- Outfielder
- Born: August 25, 1942 (age 83) Worcester, Massachusetts, U.S.
- Batted: RightThrew: Right

MLB debut
- September 9, 1966, for the New York Mets

Last MLB appearance
- October 2, 1966, for the New York Mets

MLB statistics
- Batting average: .154
- Runs batted in: 0
- Runs scored: 2
- Stats at Baseball Reference

Teams
- New York Mets (1966);

= Shaun Fitzmaurice =

American baseball player (born 1942)

Shaun Earle Fitzmaurice (born August 25, 1942) is an American former professional baseball outfielder. He played in Major League Baseball (MLB) for the New York Mets in 1966.

==Biography==
Fitzmaurice graduated from Wellesley High School in Wellesley, Massachusetts. He hit an inside-the-park home run in a high school All-Star baseball game at Yankee Stadium in 1961. He then played college baseball for the Notre Dame Fighting Irish. He represented the United States in baseball at the 1964 Summer Olympics as a demonstration sport in Tokyo.

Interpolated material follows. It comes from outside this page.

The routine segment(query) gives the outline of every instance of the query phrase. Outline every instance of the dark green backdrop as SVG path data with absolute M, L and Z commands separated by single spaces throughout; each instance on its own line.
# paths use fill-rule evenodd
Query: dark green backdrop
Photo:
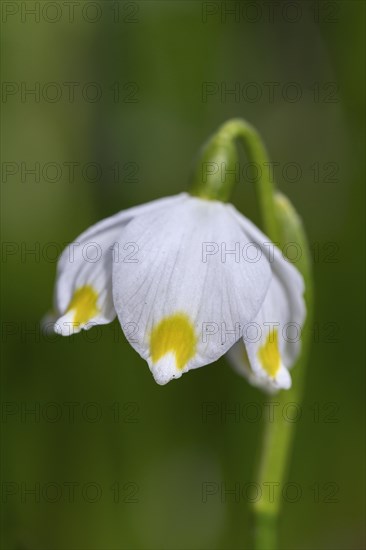
M 234 116 L 314 253 L 281 548 L 364 548 L 363 2 L 71 4 L 2 2 L 3 548 L 250 548 L 266 396 L 224 359 L 159 387 L 117 323 L 39 330 L 64 244 L 184 190 Z M 259 224 L 241 160 L 233 202 Z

Fitzmaurice's professional career spanned 1964 to 1973; he played for farm teams of the New York Mets, Pittsburgh Pirates, New York Yankees, and Atlanta Braves. His only MLB appearances came with the Mets in 1966; in nine games as a September call-up, he had two singles in 13 at-bats and scored two runs. He had his first MLB hit in his first start on September 28. In the minor leagues, he played in over 800 games, primarily at the Triple-A level.